Hutt Valley District court judge Arthur Tompkins has competed in various categories of the event six times and was inspired to reach out to Aotea College principal Kate Gainsford, who he went to university with 35 years ago, to suggest entering a team from the school.
“The principal was really enthused about the idea,” Tompkins said. “Something they thought perhaps couldn’t be done is now happening for four boys from Aotea College who are role models for finding a dream and following it.”
The students will all do one of the disciplines of the event each with Ryan Tait taking on the cycling, Tom Gibbs will do the mountain run and Swedish exchange student Axel af Klercker is the kayaker while Toby Devine is the kayaker in a staff team the College is also entering.
The school has been given a major boost as recipients of this year’s Kathmandu Coast to Coast Academy support package. They will receive entry into the event, Kathmandu training gear, a free camping spot at Kumara Junction for team members and support crew, support with specialist equipment, including a kayak and bike, support for Axel completing a grade-two kayaking course and coaching from nine time Kathmandu Coast to Coast winner Steve Gurney.
As part of their Kathmandu Coast to Coast Academy application Tompkins wrote to Prime Minister Jacinda Ardern who sent a video message of support and encouragement.
“To get her support was fantastic,” Tompkins said. “Winning the Academy package means so much as well. It’s really an affirmation that what they thought was an impossible dream is becoming very real and that they are worth supporting.”
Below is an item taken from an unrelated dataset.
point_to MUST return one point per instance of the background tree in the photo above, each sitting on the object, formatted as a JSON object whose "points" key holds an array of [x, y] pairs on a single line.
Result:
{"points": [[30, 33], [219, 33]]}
The idea of competing in the event was floated at a school assemble three months ago with Tompkins very committed to mentoring the boys.
“They are so enthused about it and its really gathering momentum. It’s a real team effort and it’s going to be an amazing journey for everyone involved. I really wanted the boys to participate in an iconic event in stunning scenery that would really embrace the outdoors, so the Coast to Coast was obviously it”
Tompkins said the boys were all training well three to four times a week and he was hoping the two kayakers would be able to make it down to Canterbury to compete in the Rasdex Classic River Race on Saturday 8 December, an event that is on the same course as the 67 kilometre kayak leg of the Coast to Coast.
Kathmandu Coast to Coast Event Director Glen Currie said Schools Academy was all about providing school groups that wouldn’t normally have access to an event like the Coast to Coast an opportunity to compete and be supported along the way.
“We are committed to growing participation from schools and younger aged competitors, within endurance sport” Currie said. “Reaching out to young people and enabling them to participate and experience the joys of endurance sport as they choose their sporting pathways in life means there’s a good chance they could make these activities a part of their lifestyle and go on to develop a passion for both endurance exercise and events. Plus benefitting from the proven health benefits that come with this.”
The Kathmandu Coast to Coast is also supporting Cameron Young, who is competing in a three person team, through the Adult Academy. Young is competing to raise funds and awareness for Crohn’s & Colitis NZ.
The Aotea College team will compete in the New Zealand Secondary Schools Sports Council sanctioned Coast to Coast Schools Two Day team three person teams event.
The Kathmandu Coast to Coast gets underway with the two day event on Friday February 8 while the Longest Day World Championship one day event is held on the following day.
The 35 year old event is full at its earliest point in fourteen years with record breaking numbers with February’s event set to eclipse 2004’s largest field ever of 920 competitors across both teams and individuals.